Lorraine Hansberry lived only 34 years. She wears this look on her face a lot of the time as if she just doesn’t care what you think of her. Before she became the first Black woman playwright on Broadway and to win the National Critics Circle Award, she was an activist and pushed hard for Civil Rights for African Americans. She wrote for Paul Robeson’s progressive newspaper and for other liberal papers, outing herself as a lesbian in the 1950’s but again: She didn’t care what you thought. She even married a Jewish man but divorced him a few years later. Maybe he got on her nerves. She packed a whole lot of living into those 34 short years and left behind that great legacy of A Raisin in the Sun.

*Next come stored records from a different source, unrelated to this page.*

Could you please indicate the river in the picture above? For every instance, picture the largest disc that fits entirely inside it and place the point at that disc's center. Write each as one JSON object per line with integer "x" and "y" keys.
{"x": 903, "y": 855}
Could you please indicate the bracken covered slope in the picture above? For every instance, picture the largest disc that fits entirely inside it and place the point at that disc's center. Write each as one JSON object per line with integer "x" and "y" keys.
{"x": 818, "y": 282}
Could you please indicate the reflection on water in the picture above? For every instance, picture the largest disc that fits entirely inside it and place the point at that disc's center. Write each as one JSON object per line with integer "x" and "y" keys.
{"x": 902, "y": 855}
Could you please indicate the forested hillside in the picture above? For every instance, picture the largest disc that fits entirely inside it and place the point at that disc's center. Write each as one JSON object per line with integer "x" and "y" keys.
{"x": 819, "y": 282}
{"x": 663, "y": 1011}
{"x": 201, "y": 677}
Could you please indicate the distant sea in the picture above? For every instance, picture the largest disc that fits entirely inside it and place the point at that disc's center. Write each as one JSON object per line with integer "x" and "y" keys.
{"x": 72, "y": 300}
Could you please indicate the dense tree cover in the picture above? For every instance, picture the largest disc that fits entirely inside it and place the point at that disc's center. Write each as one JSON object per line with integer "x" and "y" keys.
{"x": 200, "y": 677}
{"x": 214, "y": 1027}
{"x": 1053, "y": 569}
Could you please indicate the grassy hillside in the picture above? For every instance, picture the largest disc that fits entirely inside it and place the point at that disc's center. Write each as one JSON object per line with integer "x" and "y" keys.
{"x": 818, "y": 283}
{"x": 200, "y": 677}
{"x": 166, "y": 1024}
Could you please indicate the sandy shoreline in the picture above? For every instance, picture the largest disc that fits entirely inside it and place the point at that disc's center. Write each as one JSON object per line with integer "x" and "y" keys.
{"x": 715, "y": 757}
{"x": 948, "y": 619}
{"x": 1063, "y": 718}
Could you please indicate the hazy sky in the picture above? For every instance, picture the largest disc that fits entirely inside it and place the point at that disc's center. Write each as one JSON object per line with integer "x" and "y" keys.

Hansberry came by her tenacity honestly. A Raisin in the Sun is based on her family’s story of what happened when they attempted to improve their lives in the 1930’s and tried to move to an all-white community. They stayed in the house and refused to move, even when their neighbors attacked them. Their situation became the basis of a Supreme Court case, Hansberry v. Lee. Hansberry had the nerve to take the ire of their neighbors and turn it into a Broadway success. The play that lives is an example of how universal a story can be. Her tenaciousness and just plain guts reminds me of what it takes to show that one struggle can stand in place for the struggle we all face in this tumult we call life.
In the midst of these calls for diversity in publishing, I needed Lorraine Hansberry to uplift me and remind me that each day is precious and to make each day count for something in this life. I hope she inspires you to do the same.